Due to their hectic schedules, getting these people together for long enough to make another season of the BBC’s beloved detective drama Sherlock is a bit of a tricky affair. Two full years passed between the first season and the third, and as yet there’s been no concrete information regarding when season 4 is likely to begin production.
A few weeks ago, Freeman sparked hope among fans by saying that there had been talk of a one-off special along the lines of a standalone movie, though also admitted that plans to begin filming season 4 in fall 2014 had “fallen away” due to scheduling issues. Moffat and Gatiss stepped onto the red carpet for the BAFTA Television Awards this week, and were asked by the Radio Times if they were any closer to fixing a date for the start of season 4′s production. The answer, according to Gatiss, is yes.
“I can officially tell you that we are moving closer to agreeing some dates to shoot. If that sounds like a party line, it is. That is proper progress because Ben and Martin and Steven are so busy, but actually trying to get everybody to interlock is… we have made significant progress.”

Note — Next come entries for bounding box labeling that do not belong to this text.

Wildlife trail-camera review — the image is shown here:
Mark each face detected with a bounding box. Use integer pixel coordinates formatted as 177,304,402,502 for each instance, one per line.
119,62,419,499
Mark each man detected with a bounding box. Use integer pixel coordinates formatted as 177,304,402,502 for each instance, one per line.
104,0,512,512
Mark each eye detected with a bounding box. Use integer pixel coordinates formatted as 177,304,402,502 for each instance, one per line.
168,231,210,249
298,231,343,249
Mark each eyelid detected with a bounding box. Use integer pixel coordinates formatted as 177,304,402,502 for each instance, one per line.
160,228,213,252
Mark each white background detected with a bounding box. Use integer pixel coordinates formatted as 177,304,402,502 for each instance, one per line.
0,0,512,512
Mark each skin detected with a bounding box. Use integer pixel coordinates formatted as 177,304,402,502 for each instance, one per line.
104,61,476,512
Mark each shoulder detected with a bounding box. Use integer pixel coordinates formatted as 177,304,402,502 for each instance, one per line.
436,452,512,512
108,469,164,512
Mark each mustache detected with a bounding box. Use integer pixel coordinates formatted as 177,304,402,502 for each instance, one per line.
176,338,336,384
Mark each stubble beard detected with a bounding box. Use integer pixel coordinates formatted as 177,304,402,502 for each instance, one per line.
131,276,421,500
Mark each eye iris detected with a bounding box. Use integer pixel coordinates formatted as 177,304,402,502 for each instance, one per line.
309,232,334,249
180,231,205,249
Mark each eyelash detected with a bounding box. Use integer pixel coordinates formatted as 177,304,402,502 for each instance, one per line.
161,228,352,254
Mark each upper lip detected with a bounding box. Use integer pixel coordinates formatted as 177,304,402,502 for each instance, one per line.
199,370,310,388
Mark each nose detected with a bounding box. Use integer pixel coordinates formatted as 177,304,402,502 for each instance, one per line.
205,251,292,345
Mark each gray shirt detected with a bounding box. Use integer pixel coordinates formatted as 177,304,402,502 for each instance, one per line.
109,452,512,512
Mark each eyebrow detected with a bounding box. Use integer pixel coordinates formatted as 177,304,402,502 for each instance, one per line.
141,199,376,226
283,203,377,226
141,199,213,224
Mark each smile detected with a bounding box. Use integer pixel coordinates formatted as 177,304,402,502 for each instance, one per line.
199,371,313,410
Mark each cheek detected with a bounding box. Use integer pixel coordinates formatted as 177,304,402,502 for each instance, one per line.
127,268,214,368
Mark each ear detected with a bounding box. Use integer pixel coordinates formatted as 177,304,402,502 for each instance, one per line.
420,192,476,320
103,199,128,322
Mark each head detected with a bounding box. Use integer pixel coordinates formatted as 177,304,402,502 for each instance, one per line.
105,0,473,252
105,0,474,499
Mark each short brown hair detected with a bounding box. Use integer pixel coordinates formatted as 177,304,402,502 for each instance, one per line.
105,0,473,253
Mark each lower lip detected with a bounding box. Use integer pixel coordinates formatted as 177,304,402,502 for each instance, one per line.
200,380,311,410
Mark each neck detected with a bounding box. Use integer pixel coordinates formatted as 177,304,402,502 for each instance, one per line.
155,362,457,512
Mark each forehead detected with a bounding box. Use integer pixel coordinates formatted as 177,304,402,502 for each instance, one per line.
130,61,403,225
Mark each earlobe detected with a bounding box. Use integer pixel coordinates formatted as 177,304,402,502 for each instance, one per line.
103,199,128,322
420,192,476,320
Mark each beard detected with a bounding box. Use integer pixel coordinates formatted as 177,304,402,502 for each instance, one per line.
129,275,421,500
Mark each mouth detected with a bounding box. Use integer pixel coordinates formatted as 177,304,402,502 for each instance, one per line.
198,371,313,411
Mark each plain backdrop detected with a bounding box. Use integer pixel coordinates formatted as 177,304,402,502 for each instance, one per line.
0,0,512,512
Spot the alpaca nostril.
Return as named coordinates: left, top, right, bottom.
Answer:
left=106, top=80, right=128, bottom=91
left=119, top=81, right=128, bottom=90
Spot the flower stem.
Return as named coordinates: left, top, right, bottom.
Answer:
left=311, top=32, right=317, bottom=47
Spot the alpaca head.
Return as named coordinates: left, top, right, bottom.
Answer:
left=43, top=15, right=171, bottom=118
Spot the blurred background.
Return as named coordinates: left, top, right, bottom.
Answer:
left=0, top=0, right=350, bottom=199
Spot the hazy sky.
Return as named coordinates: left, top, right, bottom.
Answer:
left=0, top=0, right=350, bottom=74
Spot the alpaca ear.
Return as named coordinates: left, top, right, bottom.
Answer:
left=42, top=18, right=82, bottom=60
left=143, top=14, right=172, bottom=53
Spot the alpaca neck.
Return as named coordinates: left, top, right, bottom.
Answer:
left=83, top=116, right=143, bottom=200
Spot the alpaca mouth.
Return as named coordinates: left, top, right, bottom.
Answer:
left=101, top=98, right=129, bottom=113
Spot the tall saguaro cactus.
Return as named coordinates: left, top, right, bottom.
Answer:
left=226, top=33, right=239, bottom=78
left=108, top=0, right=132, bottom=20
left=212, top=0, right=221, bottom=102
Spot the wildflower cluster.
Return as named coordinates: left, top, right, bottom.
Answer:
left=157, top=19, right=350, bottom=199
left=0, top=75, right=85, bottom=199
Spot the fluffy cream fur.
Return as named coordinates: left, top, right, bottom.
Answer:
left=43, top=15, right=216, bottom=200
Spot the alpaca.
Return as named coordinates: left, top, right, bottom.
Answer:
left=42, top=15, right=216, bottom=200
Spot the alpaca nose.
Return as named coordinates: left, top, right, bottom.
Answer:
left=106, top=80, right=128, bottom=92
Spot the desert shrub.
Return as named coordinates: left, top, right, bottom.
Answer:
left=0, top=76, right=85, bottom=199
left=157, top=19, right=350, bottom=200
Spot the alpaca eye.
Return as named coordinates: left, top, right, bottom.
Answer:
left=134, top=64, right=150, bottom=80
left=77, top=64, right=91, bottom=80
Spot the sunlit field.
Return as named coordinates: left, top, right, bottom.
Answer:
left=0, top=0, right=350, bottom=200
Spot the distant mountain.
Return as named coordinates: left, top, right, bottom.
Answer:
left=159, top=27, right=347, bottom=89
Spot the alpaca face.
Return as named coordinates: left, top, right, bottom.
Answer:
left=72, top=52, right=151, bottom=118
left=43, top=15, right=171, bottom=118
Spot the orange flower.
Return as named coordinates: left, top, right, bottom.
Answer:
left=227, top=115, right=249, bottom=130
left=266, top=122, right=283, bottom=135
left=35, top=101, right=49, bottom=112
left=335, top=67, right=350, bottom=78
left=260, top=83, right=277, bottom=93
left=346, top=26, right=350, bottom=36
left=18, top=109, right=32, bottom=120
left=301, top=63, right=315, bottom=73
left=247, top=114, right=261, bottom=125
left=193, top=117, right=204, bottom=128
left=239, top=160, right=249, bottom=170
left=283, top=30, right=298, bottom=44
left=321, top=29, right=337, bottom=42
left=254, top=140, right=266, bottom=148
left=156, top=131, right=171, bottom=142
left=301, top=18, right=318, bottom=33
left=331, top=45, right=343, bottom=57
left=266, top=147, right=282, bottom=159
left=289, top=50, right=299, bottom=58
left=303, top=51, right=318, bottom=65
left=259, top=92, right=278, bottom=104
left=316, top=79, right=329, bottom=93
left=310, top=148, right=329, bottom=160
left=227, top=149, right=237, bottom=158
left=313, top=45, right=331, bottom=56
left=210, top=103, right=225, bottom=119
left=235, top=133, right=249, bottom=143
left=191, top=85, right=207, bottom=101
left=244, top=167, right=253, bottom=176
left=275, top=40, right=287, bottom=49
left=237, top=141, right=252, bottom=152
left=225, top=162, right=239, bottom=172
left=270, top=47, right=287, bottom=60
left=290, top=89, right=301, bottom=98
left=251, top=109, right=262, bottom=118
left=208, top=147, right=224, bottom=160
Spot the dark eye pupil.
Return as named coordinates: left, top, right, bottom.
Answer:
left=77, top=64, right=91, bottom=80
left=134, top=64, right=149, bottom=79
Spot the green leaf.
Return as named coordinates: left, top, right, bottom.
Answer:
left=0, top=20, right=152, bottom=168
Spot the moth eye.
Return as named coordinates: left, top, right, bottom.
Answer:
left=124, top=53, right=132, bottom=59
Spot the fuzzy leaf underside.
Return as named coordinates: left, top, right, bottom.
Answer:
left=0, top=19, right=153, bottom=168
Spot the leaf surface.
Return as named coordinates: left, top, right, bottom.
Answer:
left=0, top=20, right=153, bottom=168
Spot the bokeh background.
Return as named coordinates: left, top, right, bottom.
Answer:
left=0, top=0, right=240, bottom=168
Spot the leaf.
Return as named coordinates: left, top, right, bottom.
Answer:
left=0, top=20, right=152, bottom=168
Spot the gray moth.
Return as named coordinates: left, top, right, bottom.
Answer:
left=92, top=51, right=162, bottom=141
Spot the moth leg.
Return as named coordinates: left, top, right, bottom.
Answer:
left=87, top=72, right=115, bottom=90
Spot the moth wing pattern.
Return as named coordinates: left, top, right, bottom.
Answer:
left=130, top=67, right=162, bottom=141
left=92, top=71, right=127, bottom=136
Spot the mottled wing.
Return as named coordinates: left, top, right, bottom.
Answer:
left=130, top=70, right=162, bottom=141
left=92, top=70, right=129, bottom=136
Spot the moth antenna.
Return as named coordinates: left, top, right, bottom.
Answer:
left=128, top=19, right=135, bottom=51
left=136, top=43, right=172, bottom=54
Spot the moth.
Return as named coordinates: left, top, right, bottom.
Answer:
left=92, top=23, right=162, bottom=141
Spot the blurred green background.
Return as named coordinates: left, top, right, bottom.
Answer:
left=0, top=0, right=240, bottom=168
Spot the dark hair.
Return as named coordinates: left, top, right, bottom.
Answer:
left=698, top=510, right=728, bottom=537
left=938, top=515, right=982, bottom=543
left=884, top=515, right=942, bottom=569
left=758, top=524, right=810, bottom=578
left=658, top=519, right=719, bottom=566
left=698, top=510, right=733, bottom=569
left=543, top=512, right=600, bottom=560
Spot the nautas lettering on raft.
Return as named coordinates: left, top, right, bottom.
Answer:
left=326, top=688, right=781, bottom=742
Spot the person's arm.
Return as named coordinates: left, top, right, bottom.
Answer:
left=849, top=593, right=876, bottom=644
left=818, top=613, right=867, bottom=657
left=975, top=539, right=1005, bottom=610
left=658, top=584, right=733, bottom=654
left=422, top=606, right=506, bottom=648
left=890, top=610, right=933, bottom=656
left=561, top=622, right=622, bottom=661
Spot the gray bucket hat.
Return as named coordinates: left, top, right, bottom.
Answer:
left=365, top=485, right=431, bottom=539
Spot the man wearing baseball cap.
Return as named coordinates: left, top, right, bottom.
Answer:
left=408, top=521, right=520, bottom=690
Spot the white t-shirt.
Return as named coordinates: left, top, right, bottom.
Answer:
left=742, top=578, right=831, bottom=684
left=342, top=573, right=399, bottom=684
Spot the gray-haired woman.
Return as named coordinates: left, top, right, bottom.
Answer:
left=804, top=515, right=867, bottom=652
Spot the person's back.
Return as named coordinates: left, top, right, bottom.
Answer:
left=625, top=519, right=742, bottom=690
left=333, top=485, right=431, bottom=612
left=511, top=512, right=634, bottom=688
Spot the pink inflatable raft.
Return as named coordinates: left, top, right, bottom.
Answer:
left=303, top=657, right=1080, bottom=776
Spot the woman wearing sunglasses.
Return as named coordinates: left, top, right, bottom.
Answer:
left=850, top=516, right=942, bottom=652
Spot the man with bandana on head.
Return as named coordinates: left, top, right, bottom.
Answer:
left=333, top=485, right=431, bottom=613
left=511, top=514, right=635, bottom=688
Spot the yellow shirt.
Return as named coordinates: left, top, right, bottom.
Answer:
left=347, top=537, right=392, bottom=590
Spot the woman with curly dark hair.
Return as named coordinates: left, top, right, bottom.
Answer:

Despite being optimistic, neither Moffat nor Gatiss were willing to give specifics of the dates that they’ve got narrowed down. So what about that one-off special that Freeman mentioned? “There was talk [of a one-off film, but] amongst people who have nothing to do with Sherlock, I’m afraid,” Gatiss replied shortly, according toDigital Spy.
Sherlock has fewer episodes per season than most shows, but since each episode is 90 minutes long the show requires a fairly generous production schedule that’s understandably difficult to fit in around the actors’ filming commitments and press tours. Jude Law has said similar things of Sherlock Holmes 3, since between his and Robert Downey Jr.’s busy timetables, sectioning off a spare few months to produce another sequel has been a “slow process.”